L’estate è ormai iniziata, siamo quasi pronti per mostrare in spiaggia tutto il lavoro che abbiamo fatto durante l’inverno e la primavera. Eppure c’è ancora quel dettaglio, quel filo di grasso che copre i nostri muscoli, e noi non vogliamo rovinare ore e ore passate in palestra a sudare per quel poco di grasso che copre ancora quei punti dolenti.

Se abbiamo seguito una dieta bilanciata, integrata con cromo, BCAA, etc., ed abbiamo svolto esercizio fisico regolare, dovremmo essere già a buon punto. Indipendentemente dallo stato in cui ci troviamo, potrebbe essere necessaria quella marcia in più che consentirebbe di far emergere quell’Apollo che è nascosto da uno strato più o meno abbondante di grasso.

Nel campo dell’integrazione alimentare esiste un’ultima classe più specifica, più efficace, più risolutiva nella riduzione del grasso corporeo.

Fanno parte di questa classe di integratori: il Chitosano, la Caffeina, il Guaranà, il CLA e la Yohimbina. Qualora il problema fosse realmente grave (obesità), possono essere prese in considerazione alternative farmacologiche il cui livello di pericolosità impone tuttavia una stretta sorveglianza medica.

Stiamo parlando di farmaci come l’Efedrina, l’Aspirina, il Clenbuterolo, le Resine a scambio ionico, le Statine, etc.

Di questa ultima classe di composti faremo solo un rapido accenno ad Efedrina ed Aspirina: torno a ripetere infatti che queste strategie nella lotta ai grassi devono essere impiegate solo qualora ne esista l’effettiva necessità e comunque deve essere il medico a stabilirne l’uso.

Prendiamo ora in considerazione il Chitosano: dopo anni di ricerca un gruppo di studiosi italiani e giapponesi ha scoperto il meccanismo d’azione di una molecola di origine marina, naturale, il chitosano, derivato deacilato della chitina.

Esso deriva infatti dallo scheletro dei crostacei. Sono stati effettuati degli studi prima su animali ed in seguito su umani, mantenuti per un determinato periodo di tempo a dieta ricca di grassi, ed in tutti i casi è stato osservato un aumento dell’emissione di grassi con le feci.
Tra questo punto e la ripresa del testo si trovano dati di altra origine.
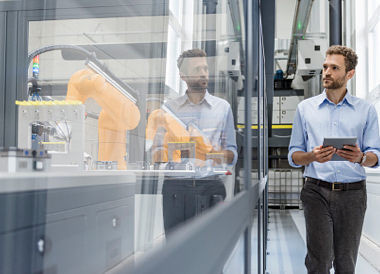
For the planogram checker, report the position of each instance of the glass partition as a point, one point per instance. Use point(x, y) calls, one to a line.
point(130, 121)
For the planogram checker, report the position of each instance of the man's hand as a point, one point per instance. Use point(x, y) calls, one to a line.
point(351, 153)
point(323, 154)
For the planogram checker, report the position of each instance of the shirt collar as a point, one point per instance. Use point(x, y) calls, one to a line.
point(184, 99)
point(347, 99)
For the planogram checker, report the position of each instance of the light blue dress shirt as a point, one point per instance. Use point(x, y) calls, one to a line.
point(318, 117)
point(212, 115)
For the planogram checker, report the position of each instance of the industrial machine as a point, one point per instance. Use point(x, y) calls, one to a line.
point(176, 141)
point(54, 126)
point(64, 121)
Il chitosano si è inoltre dimostrato molto efficace se associato ad una dieta ipocalorica, molto più di quanto non facesse una dieta ipocalorica da sola.

L’integratore si assume in compresse, quindi per via orale, e una volta ingerito e solubilizzato nel succo gastrico, esprime sulla sua struttura una serie di cariche positive che riescono a legarsi con quelle negative dei grassi. Poiché esso non viene assorbito dall’intestino, i grassi vengono eliminati, indigeriti, con le feci.
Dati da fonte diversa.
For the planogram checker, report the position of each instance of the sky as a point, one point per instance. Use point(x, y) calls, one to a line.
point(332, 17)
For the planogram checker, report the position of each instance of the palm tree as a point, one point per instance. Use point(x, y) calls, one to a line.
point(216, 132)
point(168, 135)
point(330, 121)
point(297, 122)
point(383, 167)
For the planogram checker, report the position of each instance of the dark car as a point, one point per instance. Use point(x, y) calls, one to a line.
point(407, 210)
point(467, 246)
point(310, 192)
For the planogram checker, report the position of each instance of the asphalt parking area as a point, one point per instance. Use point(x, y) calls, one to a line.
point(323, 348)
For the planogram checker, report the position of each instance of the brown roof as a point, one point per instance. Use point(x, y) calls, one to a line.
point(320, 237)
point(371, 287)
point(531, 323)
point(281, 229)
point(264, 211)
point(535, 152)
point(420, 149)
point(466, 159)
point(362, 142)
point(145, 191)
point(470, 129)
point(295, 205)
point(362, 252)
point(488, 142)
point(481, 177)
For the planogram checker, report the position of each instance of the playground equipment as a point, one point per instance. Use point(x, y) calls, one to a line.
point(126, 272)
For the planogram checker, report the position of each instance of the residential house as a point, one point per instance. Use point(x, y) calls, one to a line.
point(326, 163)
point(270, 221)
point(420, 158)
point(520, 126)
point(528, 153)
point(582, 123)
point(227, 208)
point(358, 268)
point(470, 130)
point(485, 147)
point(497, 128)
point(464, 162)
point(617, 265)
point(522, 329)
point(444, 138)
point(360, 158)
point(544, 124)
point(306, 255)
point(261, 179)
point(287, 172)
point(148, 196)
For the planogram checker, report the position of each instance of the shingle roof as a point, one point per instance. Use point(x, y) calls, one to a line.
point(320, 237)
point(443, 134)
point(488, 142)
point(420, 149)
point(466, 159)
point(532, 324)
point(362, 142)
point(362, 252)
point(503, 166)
Per ottimizzare il ruolo del chitosano, questo dovrebbe essere assunto con abbondante acqua prima dei pasti principali. La molecola che analizzeremo ora non è nuova a nessuno: la caffeina.

La caffeina è il principio attivo del caffè, del , del guaranà e di molti altri composti che venivano utilizzati già centinaia di anni fa da popolazioni, come quelle amazzoni, per prepararsi alle battaglie, per curare mal di testa, etc…La caffeina ha effetti positivi su prestazioni atletiche di resistenza e sessuali; per quanto riguarda gli sport di potenza i risultati sono ancora controversi.

La caffeina è un composto che consente di eliminare il grasso corporeo in modo diverso rispetto al chitosano. Essa, una volta introdotta, viene assorbita dall’intestino e va ad agire sia sul sistema nervoso che sull’apparato cardiovascolare e sul tessuto adiposo.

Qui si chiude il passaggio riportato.